Whether a GSE was involved in the transaction or not, however, the sale of the bid list led market participants to wonder whether there would be enough depth in the market to absorb $13 billion in whole loans, even if it was offered to the Street.

"The Street would probably not be able to absorb it," said an analyst. "If it were offered to the Street, it would probably have to be done as tiers, and done as securities instead of whole loans, and probably in multiple groupings.

"But with the GSE involved, it is a very economical solution for both parties. They've got the size on the sellside and the buyer certainly has the capacity."

The prospect of Freddie Mac possibly buying such a huge bid list directly from First Union did not completely surprise market observers. In fact, some sources said that it made perfect sense.

"It doesn't make any sense for them not to do it this way," said another MBS trader. "Is it a precedent? Yes and no. If it is a matter of keeping the Street happy versus getting better execution for the seller, clearly it is a good purchase for the buyer. I mean, what would the Street do in those circumstances?"

The source also noted that this is a sensitive time for such sales because of the advent of electronic trading systems, where "whoever clicks faster will get the trade."

As to whether the Street should have felt "left out" of the deal, the source compared the situation to the sale of Kidder Peabody's derivative inventory to Bear Stearns in 1994: "Should the Street have felt cut out when Kidder sold [it]....to Bear in 1994? To me, there's a minimal difference between the two scenarios."

Another Street analyst did not read much into the prospect of a $13 billion sale of whole loans to a GSE: "Clearly, if they started buying securities directly from the buyside, that would not be good for mortgage desks. But buying whole loans is a whole different business. I won't read too much into it."

Ginnie Mae IIs Surface

At least two Ginnie Mae II CMOs got printed last week off of 7.5% GNMA bonds, sources said.

"It's interesting that it coincided with the huge Fannie Mae sale," noted Michael Hoeh, head portfolio manager at Dreyfus Corp. "You would think that the CMO arbitrage would not be there at this point, but where there's a will there's a way. Ginnie II's are cheap enough that it probably made some thin level of profitability for the deal."

Indeed, the appearance of the Ginnie Mae IIs - which are generally considered the cheapest collateral in the mortgage market - comes at a time when CMO issuance is at a low.

According to Hoeh, there have only been 29 Fannie Mae CMO issues year-to-date, and only four of those were for more than $1 billion. Additionally, many of these deals were re-Remics of existing paper.

Comparatively, for the same period of time in 1999, there were 65 Fannie CMOs, and 17 that were for more than $1 billion.

"It is very hard in an inverted yield curve environment," Hoeh said. "It will only change if the curve flattens out. In the non-agency CMO market, all transactions have been passthroughs that have been tranched. The yield curve must change dramatically for anything significant to happen."

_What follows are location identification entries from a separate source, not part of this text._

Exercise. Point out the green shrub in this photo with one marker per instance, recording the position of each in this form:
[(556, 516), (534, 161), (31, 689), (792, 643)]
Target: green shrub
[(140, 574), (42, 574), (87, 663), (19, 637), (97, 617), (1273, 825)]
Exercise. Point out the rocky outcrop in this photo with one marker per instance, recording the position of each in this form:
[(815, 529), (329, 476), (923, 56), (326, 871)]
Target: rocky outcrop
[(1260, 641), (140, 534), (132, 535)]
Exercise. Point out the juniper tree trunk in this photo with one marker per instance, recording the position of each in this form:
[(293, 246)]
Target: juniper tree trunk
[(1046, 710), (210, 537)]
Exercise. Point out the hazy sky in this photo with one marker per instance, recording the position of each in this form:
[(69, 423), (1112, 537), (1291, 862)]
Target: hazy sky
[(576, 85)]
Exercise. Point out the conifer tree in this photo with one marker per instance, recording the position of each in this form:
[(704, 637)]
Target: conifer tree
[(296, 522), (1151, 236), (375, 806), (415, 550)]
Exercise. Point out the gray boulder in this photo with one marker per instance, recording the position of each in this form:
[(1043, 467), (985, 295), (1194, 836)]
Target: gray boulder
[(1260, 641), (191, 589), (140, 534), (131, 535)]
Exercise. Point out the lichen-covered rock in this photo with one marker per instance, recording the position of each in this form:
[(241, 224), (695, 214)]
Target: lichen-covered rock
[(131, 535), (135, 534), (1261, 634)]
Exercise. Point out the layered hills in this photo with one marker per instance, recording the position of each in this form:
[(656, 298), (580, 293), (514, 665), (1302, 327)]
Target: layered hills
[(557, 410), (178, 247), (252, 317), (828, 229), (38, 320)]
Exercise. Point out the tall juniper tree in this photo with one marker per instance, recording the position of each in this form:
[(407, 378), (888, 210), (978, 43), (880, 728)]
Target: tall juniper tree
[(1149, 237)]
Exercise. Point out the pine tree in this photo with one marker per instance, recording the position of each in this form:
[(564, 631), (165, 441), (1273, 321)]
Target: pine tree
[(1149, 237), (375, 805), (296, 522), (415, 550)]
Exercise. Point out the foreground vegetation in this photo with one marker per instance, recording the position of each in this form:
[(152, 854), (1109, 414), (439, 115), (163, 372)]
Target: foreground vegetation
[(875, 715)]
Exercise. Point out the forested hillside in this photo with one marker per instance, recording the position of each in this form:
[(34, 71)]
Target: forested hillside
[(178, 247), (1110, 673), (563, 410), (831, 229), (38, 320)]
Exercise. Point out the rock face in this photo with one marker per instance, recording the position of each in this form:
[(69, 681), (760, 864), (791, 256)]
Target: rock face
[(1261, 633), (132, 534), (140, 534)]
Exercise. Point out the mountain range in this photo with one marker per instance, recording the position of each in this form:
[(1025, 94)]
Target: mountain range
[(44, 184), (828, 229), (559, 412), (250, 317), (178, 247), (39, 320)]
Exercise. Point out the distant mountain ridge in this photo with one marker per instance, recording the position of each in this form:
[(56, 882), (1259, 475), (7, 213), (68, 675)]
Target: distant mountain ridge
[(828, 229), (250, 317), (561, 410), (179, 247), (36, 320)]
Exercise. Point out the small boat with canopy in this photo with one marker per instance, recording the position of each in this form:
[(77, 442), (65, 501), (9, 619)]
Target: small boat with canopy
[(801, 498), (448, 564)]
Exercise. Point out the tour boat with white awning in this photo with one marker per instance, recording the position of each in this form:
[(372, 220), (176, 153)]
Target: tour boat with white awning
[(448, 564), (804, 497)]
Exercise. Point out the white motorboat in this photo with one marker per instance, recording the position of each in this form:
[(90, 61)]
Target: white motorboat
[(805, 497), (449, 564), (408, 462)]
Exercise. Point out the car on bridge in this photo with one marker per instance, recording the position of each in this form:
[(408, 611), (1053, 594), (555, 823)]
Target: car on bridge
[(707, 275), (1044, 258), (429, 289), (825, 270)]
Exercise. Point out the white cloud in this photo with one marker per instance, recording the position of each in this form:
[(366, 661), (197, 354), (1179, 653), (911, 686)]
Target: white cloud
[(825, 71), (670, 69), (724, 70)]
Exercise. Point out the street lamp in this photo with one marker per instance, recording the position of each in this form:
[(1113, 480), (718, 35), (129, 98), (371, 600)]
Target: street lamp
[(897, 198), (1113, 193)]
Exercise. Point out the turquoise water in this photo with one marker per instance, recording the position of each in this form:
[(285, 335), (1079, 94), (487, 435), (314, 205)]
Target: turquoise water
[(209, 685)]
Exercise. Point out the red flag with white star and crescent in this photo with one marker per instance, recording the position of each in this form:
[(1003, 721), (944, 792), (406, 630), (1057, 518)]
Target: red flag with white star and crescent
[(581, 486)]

Ginnie Mae II's were trading approximately 17 ticks behind Ginnie I's, which is a substantial discount - but they have typically never traded that far behind, sources said. Therefore, this would seem to make Ginnie II's good candidates for CMO deals, especially for total rate-of-return investors.

"Investors are worried about the Fannie-Freddie mandate going away, which I don't buy into," Hoeh added. "You'd prefer Ginnie II: they are more CMO-arbitrageable, and they have similar prepayment characteristics."

"There has been good inquiry for Ginnie paper," noted an MBS trader. "They are put into accounts as passthroughs or into CMO deals. Lots of Ginnie paper left the Street the other day."

The trader also said that this phenomenon was clearly a function of Ginnie II's being even-dollar to Fannies, though that arbitrage has since disappeared.